Seanad debates

Tuesday, 7 October 2014

4:10 pm

Photo of John CrownJohn Crown (Independent) | Oireachtas source

I propose an amendment to the Order of Business that the Minister of Health come to the House today to deal with an urgent problem. It was urgent when the Members of this and the other House were elected three years ago and the issue remains unresolved, unmitigated, unpalliated and just as urgent as it was then. It concerns the scandalous state of waiting lists for public patients. I will not use any word that could seem judgmental, but it is now apparent that, collectively, we were, as a society and spectators of the health service, at least misinformed about the true trajectory of what was happening with waiting lists for several years. It appears that a number of "redefinitions" of what constituted waiting lists, particularly long-term waiting lists, were used. To put it politely, the net effect was to make the figures somewhat better than they had been.

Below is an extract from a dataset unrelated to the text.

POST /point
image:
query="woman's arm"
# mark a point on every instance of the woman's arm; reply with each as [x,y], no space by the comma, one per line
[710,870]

In January I brought to the attention of the Oireachtas an internal document that had been brought to my attention on the standard operating procedure, SOP, for scheduling outpatient appointments requested by a general practitioner, GP. It was apparent to me at that stage that within the SOP there was an opportunity to engage in substantial obfuscation of the truth of the waiting list problem by counting those on the waiting lists, not from the time at which the GP applied for a clinic appointment but from the time at which an official made a request for a particular date. There is a waiting time built into the process before a patient is given a date. Although I was not aware of it, an extraordinary example has been reported in the past couple of days. Approximately one year ago waiting lists appeared to drop by 90% in one month and then rise again to where they had been some time afterwards. There was either an extraordinary epidemic of a very short-lived disease or else there was a major change in the accounting practices used.

This Government was elected on the two big promises of fixing politics and fixing the health service. The report card is not great on either one. As I indicated, I propose an amendment to the Order of Business to allow the Minister to come to the House to tell us how he will address the waiting list issue.

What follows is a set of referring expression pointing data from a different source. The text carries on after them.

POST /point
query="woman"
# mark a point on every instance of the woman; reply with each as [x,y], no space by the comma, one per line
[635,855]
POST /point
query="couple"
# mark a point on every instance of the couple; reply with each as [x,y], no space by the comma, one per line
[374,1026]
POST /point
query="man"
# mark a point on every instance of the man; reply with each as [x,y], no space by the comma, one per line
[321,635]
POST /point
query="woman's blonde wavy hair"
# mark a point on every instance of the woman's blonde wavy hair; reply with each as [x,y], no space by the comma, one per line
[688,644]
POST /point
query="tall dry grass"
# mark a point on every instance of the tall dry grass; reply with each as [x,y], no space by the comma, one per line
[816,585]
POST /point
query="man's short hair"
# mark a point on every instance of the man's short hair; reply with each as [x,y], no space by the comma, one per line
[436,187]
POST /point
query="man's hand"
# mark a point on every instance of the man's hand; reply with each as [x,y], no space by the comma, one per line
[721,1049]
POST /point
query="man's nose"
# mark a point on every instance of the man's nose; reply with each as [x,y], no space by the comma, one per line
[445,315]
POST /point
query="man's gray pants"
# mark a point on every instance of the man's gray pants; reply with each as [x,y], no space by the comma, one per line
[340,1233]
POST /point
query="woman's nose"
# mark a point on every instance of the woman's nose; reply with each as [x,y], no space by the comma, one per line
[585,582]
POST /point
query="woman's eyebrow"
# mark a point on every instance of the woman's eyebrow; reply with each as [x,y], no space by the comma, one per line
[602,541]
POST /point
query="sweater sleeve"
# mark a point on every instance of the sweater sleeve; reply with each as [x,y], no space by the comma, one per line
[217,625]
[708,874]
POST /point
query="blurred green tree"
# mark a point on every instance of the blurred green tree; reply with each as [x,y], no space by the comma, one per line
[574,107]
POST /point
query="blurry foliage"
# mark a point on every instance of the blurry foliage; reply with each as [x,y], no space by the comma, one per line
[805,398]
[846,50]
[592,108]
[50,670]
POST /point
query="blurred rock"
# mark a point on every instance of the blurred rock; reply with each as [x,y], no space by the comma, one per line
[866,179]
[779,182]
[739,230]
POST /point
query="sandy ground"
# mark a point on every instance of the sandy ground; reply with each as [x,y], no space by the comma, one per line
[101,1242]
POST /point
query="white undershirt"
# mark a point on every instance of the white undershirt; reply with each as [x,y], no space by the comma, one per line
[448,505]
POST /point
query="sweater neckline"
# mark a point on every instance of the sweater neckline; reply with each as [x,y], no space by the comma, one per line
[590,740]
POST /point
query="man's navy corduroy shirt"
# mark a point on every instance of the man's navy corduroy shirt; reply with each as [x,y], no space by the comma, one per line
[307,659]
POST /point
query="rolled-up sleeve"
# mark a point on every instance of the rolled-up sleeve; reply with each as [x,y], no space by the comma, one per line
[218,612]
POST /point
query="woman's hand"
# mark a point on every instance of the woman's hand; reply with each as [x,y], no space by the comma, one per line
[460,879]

The House should acknowledge the wonderful achievement of an Irish-American, Dr. John O'Keefe, who won the Nobel Prize for medicine. He belongs to a select group of people in the world of biomedicine and science. He is a first generation Irish emigrant, as his parents are from Cork. We should acknowledge this through correspondence or otherwise.

Senator Sean D. Barrett has raised this issue before, but I am very concerned about the fall of Irish universities in international league tables.

This is not a mystery; it is happening for a reason.